I am the Henry L. Cox Professor of Astronomy and a Distinguished University Professor at the Ohio State University Department of Astronomy in Columbus, Ohio. I am also a member of Ohio State's Center for Cosmology and AstroParticle Physics. I am an observationally oriented theorist and work mainly on large scale structure, galaxy formation, the intergalactic medium, and observational probes of the matter and energy content and initial conditions of the universe.
I have been on the faculty at Ohio State since January, 1995. Prior to that, I was an undergraduate at Yale University, a graduate student at Princeton University, a postdoc at Cambridge University, and U.C. Berkeley, and a long term member at the Institute for Advanced Study.

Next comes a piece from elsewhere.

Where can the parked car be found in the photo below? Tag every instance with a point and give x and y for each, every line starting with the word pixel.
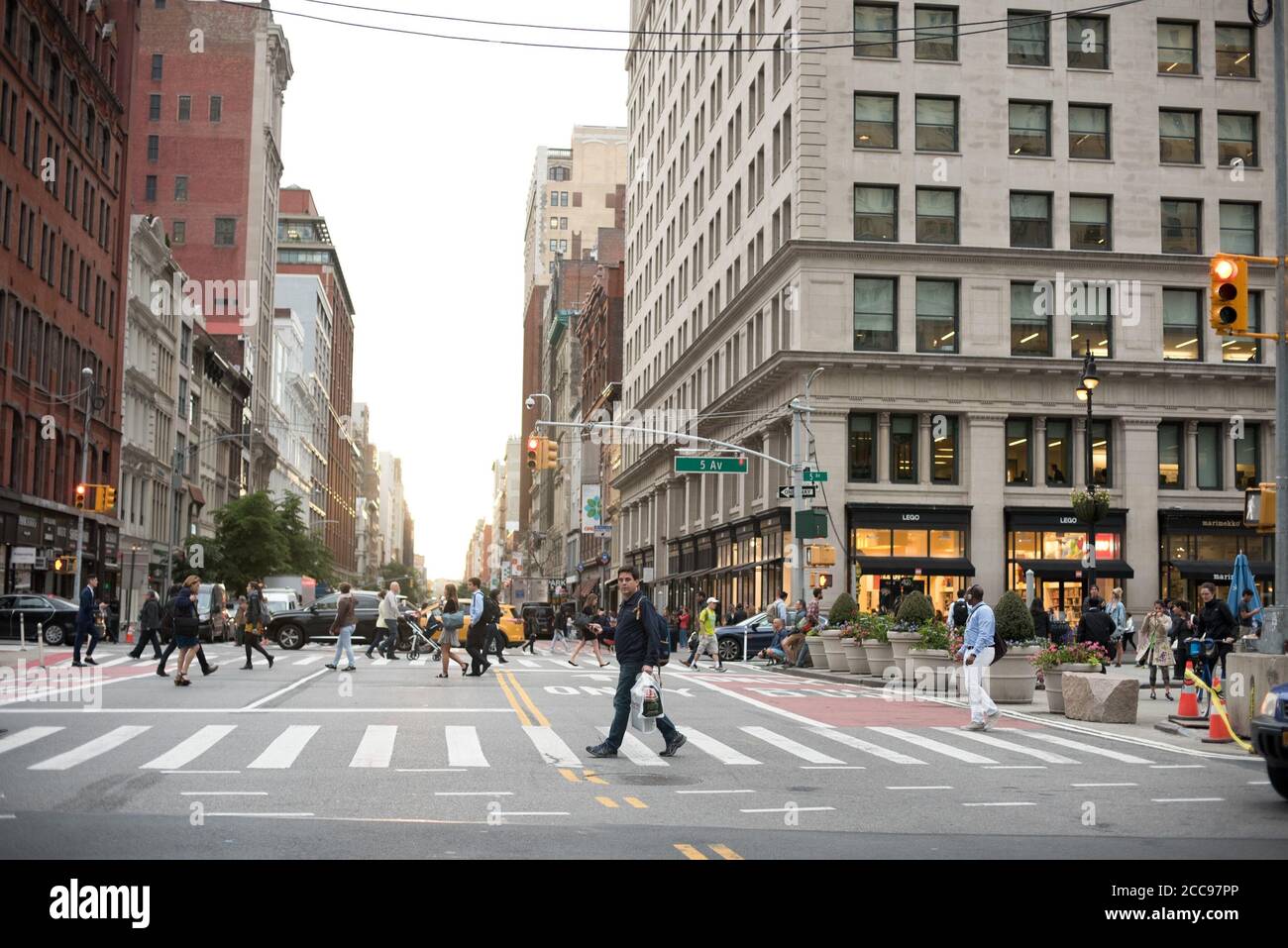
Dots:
pixel 1270 737
pixel 25 610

For details, see my curriculum vitae.
For astronomers, the best summary of my research is the list and brief description of my 25 most cited publications. You can find a list of all of my scientific publications here (or in the c.v. above). I will try to write up a short description of my work that is more accessible to non-astronomers, but the most recent one I have is too long out of date. One of my most satisfying professional roles is to be an advisor and mentor for graduate students and postdocs.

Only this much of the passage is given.